Wakim behind the Steel General, attacking, at minus seventy seconds sees the General behind Wakim, attacking, as both see him and his other see both.
All four vanish, at a pace of eleven, fifteen, nineteen and twenty-five seconds.
… And all the while, somewhere/when/perhaps, Bronze rears, falls, and shock waves go forth.
The point of initial encounter draws on, as General before General and Wakim before Wakim face and fugue.
Five minutes and seven seconds of the future stand in abeyance as twelve Generals and nine Wakims look upon one another.
… Five minutes and twenty-one seconds, as nineteen Wakims and fourteen Generals glare in frozen striking-stances.
Eight minutes and sixteen seconds before the point of attack, one hundred twenty-three Wakims and one hundred thirty-one Generals assess one another and decide upon the moment…

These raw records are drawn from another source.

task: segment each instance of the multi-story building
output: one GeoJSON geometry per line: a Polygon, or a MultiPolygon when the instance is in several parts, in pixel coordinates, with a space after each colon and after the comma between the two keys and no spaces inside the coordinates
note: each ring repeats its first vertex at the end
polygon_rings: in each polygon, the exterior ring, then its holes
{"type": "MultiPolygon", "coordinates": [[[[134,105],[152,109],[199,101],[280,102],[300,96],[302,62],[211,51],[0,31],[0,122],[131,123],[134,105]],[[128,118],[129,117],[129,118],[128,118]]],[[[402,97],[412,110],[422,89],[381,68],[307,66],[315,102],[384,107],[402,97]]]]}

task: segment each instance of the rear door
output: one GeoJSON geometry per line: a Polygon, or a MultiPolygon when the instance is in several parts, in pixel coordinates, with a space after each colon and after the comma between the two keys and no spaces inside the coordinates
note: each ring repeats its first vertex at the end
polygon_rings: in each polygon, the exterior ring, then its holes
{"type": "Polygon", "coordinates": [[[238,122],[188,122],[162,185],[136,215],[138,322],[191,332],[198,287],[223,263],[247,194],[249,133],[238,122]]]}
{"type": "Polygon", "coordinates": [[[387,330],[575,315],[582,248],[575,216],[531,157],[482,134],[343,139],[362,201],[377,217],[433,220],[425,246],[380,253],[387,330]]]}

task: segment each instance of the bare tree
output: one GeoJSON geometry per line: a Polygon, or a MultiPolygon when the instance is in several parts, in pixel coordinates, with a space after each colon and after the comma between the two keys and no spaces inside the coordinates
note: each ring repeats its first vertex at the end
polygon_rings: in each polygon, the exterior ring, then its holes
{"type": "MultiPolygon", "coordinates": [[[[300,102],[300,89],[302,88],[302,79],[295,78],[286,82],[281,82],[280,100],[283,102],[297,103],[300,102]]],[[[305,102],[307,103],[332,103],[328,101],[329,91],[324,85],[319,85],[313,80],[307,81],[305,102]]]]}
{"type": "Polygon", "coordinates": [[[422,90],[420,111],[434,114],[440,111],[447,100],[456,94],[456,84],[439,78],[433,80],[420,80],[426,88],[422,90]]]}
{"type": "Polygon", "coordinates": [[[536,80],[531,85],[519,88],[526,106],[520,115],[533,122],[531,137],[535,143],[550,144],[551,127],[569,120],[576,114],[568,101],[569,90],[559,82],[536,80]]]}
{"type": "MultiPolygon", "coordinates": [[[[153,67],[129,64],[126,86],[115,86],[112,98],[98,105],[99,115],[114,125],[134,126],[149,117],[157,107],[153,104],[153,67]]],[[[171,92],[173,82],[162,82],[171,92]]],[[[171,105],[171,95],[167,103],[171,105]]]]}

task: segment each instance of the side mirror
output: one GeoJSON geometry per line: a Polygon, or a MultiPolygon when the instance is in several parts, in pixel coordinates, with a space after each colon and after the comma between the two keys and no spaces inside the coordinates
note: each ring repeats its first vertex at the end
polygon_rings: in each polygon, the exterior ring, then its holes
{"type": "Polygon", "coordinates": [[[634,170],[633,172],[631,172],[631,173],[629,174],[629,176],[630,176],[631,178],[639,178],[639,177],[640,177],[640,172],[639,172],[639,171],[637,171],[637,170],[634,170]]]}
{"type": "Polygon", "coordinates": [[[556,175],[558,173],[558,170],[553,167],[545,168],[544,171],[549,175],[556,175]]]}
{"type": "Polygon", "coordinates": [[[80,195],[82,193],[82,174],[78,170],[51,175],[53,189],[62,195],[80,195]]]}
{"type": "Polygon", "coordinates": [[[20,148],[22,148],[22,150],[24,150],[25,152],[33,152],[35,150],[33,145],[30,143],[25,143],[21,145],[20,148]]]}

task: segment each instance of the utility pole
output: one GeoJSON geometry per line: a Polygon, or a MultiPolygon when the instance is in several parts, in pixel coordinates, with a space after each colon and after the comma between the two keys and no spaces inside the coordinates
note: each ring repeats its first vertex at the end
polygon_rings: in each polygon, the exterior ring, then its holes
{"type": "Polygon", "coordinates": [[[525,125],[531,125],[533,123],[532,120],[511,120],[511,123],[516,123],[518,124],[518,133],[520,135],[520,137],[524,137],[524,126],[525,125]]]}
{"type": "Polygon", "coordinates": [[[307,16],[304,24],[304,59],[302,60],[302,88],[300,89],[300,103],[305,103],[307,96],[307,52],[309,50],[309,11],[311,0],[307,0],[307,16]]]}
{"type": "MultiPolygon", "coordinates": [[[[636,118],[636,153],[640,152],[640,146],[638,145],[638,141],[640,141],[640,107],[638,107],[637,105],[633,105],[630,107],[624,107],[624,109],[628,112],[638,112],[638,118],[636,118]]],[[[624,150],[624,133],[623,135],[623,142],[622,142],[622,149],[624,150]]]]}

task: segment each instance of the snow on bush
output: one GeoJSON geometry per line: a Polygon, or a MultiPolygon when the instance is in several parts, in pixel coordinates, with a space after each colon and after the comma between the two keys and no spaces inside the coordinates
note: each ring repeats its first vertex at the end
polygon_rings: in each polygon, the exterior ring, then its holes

… To attack en masse, within that instant of time, leaving their past selves to shift for themselves in defense-perhaps, if this instant be the wrong one, to fall, and so end this encounter, also. But things must end somewhere. Depending upon the lightning calculations and guesses, each has picked this point as the best for purposes of determining the future and holding the focus. And as the armies of Wakims and the General clash together, the ground begins to rumble beneath their feet and the fabric of Time itself protests this use which has been made of its dispositions. A wind begins to blow and things become unreal about them, wavering between being and becoming and after-being. And somewhere Bronze smashes his diamonds into the continent and spews forth gouts of blue fire upon it. Corpses of bloodied and broken Wakims and fragments of shattered Generals drift through the twisting places beyond the focus of their struggles and are buffeted by the winds. These be the dead of probability, for there can be no past slaying now, and the future is being remade. The focus of the fugue has become this moment of intensity, and they clash with a force that sends widening ripples of change outward through the universe, rising, diminishing, gone by, as Time once more tricks history around events.
Beyond their midst, Bronze descends and somewhere a city begins to come apart. The poet raises his cane, but its green fires cannot cancel the blue flare that Bronze exhales now like a fountain upon the world. Now there are only nine cities on Blis and Time is burning them down. Buildings, machines, corpses, babies, pavilions, these are taken by the wind from the flame, and they pass, wavering, by the fairground. Regard their colors. Red? There’s a riverbank, green stream hung above, and flying purple rocks. Yellow and gray and black the city beneath the three lime-hued bridges. Now the creamy sea is the sky and buzz-saw come the breezes. The odors of Blis are smoke and charred flesh. The sounds are screams amid the clashing of broken gears and the rapid-fire rainfall of running feet like guilt within the Black Daddy Night that comes on like unconsciousness now.
“Cease!” cries Vramin, becoming a blazing green giant in the midst of chaos. “You will lay waste the entire world if you continue!” he cries, and his voice comes down like thunder and whistles and trumpets upon them.
They continue to strive, however, and the magician takes his friend Madrak by the arm and attempts to open them a gateway of escape from Blis.
“Civilians are dying!” cries a moment of the General.
A moment of Wakim laughs.
“What difference does a uniform make in the House of the Dead?”
A great green door appears in outline, grows more substantial, begins to open.